A tool like this works best when you enter very broad, general terms. The list above shows results for the word “acne.” You want to enter short-tail phrases so KD can give you back long-tail questions.
WordTracker has a similar question tool, and together these both make a great addition to your ability to do highly targeted keyword research specifically with content development in mind.
This is a great addition. In the past Ive used question phrases to battle writer’s blog for content development, and remember thinking that for searching itself the “question query” plays its own part. Nice to see the tool sets are lacing that in there to streamline the process…
That is cool that you can isolate the questions out. It is amazing how many people search exactly how they would speak.
BTW: My first time on your blog. Great job and definitely bookmark worthy.
Thanks Matt,
This is a cool addition indeed. We appreciate you taking the time to screen capture and highlight here.

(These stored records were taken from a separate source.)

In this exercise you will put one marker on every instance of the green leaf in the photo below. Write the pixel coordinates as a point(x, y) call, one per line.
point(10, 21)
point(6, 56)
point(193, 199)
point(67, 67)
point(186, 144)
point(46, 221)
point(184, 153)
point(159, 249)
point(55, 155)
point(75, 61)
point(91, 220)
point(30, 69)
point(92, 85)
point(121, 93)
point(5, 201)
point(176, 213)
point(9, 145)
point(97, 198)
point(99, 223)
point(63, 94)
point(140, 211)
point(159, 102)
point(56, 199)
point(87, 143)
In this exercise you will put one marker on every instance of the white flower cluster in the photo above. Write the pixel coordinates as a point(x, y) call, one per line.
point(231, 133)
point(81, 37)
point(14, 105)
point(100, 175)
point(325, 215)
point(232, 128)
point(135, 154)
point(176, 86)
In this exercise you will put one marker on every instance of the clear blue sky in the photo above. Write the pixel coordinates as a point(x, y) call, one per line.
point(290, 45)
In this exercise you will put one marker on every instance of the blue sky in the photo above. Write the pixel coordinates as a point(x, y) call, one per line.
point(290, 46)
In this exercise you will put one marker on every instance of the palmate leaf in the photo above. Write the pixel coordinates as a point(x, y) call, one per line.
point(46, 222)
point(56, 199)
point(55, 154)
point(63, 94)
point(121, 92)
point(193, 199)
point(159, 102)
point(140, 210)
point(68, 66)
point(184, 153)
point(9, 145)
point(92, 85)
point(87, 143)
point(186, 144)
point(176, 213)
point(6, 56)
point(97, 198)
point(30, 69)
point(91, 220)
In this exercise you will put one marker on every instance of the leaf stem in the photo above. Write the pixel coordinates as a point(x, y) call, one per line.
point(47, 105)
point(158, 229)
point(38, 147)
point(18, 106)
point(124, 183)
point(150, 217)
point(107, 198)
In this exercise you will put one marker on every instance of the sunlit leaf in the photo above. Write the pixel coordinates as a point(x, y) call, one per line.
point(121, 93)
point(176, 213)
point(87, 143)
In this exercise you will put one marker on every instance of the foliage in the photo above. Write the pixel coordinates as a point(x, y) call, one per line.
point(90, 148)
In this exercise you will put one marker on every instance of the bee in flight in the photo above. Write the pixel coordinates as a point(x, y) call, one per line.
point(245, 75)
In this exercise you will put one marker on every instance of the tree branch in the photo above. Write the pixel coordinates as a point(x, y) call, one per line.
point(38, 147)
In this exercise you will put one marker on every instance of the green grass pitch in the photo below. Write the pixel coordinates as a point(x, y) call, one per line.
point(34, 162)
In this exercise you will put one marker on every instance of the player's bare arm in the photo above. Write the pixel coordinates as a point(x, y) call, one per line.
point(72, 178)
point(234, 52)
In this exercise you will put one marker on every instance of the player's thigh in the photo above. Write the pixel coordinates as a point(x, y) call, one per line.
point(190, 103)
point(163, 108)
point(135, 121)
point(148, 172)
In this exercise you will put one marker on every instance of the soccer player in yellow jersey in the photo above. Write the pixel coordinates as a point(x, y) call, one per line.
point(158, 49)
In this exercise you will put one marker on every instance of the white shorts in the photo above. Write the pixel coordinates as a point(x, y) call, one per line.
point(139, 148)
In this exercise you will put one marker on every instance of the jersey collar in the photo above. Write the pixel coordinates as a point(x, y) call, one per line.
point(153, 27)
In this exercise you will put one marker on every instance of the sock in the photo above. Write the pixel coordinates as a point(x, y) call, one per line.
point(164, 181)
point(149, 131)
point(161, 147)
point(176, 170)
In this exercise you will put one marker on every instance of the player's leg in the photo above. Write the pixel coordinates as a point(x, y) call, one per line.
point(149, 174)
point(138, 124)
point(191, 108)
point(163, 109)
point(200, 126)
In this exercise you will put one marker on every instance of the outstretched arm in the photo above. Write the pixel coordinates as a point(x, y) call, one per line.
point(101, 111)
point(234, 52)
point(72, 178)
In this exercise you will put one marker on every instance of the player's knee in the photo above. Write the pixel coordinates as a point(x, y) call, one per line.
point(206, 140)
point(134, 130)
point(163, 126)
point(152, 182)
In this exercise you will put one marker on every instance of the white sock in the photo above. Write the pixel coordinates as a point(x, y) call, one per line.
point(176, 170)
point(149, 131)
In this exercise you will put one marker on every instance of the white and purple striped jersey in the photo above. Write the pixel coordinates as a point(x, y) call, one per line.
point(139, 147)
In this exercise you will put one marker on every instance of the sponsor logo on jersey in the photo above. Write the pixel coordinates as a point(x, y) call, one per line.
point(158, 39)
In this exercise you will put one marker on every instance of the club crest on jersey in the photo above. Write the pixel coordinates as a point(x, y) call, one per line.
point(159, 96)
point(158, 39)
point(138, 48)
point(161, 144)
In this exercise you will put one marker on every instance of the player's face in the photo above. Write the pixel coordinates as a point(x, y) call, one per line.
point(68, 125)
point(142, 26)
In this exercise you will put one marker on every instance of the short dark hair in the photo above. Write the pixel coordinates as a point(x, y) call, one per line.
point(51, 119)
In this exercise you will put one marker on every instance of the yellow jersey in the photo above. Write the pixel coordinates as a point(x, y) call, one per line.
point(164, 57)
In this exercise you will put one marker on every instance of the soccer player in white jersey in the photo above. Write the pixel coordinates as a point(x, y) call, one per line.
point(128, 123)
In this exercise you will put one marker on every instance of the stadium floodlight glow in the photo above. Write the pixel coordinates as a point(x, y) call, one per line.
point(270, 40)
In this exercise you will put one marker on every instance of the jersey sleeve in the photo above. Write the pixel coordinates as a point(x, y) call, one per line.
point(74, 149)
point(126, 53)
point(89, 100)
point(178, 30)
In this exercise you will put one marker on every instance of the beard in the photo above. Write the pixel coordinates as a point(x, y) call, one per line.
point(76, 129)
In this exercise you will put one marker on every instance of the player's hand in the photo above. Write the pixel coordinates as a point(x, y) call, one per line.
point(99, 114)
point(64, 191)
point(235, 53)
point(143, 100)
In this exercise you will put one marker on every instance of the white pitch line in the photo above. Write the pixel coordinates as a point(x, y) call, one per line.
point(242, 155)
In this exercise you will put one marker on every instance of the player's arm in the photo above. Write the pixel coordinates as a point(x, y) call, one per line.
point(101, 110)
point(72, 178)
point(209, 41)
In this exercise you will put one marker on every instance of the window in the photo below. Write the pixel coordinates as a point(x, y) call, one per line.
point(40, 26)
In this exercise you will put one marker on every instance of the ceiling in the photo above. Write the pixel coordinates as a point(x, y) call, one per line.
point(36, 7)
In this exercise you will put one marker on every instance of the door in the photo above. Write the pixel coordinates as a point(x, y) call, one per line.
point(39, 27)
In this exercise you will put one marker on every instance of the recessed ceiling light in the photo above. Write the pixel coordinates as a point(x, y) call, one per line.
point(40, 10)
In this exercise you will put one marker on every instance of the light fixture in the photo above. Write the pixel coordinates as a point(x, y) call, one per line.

This is timely, just today I was looking for a “question keyword” type tool. I think this will do the trick. Thanks!
Matt
Thanks for all the comments, gang. I’ve already been using this the past couple days and getting some good ideas from it. Hope you all do, too.
Great tip – many of us build related content answering “how tos” that relate to our site, and organically optimize but this could take that a step further.
This sounds like a great tool that I didn’t know about.
Also I haven’t used Keyword discovery. I use Nichebot. How do you think they compare?